93celicaGT2 wrote:And you're 110% right on the increase limit. That 15% is the max that she can give without having to answer to anyone. I'm not asking for more than that, really, though it'd be nice. I just want THAT, since she can't tell me why i don't deserve it, but these other people do. If i've been told for the last year and a half that i do a great job, get more work done than they thought was possible, and how impressed they all are that i haven't had an audit error in over two years, etc etc etc... then WHY am i not getting the 15%? That's the issue.
Keep in mind that I'm very cynical about this and I work in an industry where it's not too uncommon to treat your employees worse than the dirt on your shoes, so my view is somewhat coloured.
My feeling is that she's trying it on for some short term reward at her end. The thinking probably goes something like this - "you haven't got anywhere to go to and if I don't even give you the full raise it makes me look good from a cost control perspective". This might not be the exact game that's being played - there might be other internal politics at work here right up to her not wanting to keep you because your work ethic makes other people in her department look bad - but to me it looks like a short-term power game.
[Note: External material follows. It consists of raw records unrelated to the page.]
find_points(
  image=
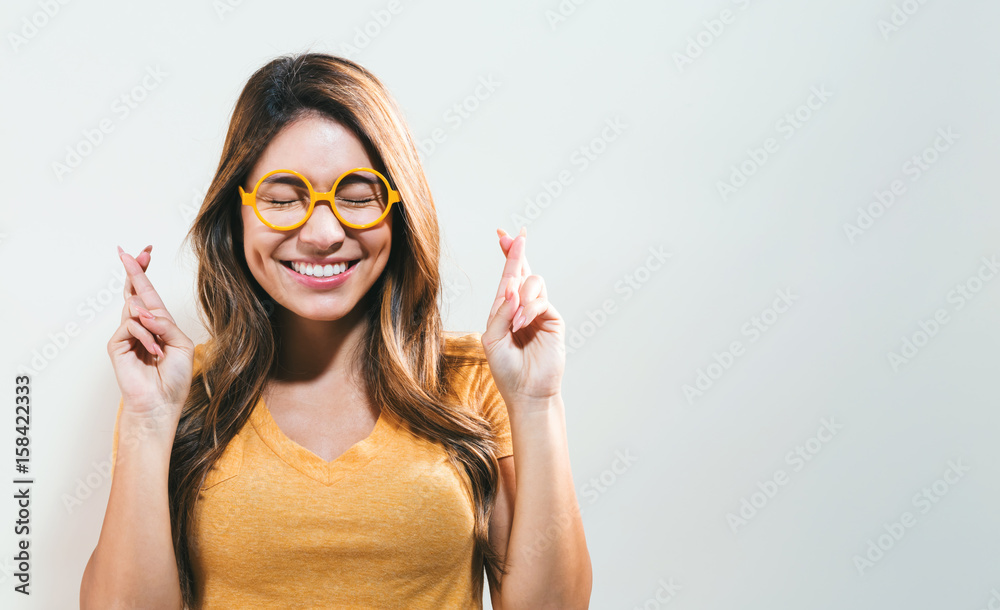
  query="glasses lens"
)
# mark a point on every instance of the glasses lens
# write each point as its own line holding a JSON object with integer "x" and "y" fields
{"x": 283, "y": 199}
{"x": 361, "y": 197}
Especially if there is no rational explanation for the 12% vs 15%. I would think that if she simply didn't have the additional 3% available in her budget she'd try to tell you, or raises have now been capped at 12%. You know, rational stuff that's not nice for a manager to tell an employee but nevertheless it makes sense if you bring it out into the open.
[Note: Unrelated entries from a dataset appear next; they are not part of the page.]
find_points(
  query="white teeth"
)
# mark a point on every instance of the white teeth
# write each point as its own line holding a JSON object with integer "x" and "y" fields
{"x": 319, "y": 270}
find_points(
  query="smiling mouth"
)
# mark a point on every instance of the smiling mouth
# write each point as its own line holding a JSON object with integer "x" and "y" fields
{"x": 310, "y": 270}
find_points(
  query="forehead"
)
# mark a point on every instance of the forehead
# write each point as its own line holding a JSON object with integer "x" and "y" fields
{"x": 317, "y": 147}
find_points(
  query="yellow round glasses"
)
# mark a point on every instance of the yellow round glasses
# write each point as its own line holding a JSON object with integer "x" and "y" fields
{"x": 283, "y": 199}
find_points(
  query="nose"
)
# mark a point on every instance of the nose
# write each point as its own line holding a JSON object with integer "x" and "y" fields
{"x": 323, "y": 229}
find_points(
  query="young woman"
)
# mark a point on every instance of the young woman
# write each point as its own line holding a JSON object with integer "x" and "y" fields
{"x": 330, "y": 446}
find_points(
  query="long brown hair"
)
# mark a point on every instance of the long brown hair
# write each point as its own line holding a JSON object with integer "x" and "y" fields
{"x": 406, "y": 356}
I assume you have communicated to her that you are unhappy with the lower raise without an explanation and that the hangup (as I read it) at the moment centres around the lack of explanation and not necessarily the 3%.
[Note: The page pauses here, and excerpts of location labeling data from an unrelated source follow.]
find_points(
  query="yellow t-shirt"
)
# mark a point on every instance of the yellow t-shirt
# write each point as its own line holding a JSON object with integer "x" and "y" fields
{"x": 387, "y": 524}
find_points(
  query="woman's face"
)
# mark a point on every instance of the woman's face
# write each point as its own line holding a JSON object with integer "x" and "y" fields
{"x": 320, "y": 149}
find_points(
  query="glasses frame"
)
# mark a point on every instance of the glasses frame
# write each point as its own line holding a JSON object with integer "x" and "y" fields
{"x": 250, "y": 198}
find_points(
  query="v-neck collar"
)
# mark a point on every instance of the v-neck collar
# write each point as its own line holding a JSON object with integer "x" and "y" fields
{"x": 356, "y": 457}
It pains me to say that you're in between a rock and a hard place now - you can either roll over and take the raise, which means she knows (or she thinks she knows) she can get away with again and again, or you tell her to berkeley off and jeopardise your job. The last time I saw idiotic behaviour like this in a company I worked for, people almost got trampled in a rush to the door as soon as the economy picked up a little. I'm not kidding, they had to replace 80%-90% of the warm bodies in some departments and I don't think a lot of people figured out that if they'd paid out part of the money they had to pay recruiters to get replacements in to those who left, they might not have had to pay the recruiters at all.
I know that taking the raise is the easier and comfortable way out but given the way this is playing, do you think that your manager would give you consent to move to another internal position during the 12 months?
I would check if there are any internal vacancies available to you right now and got and talk to those teams and see what transpires.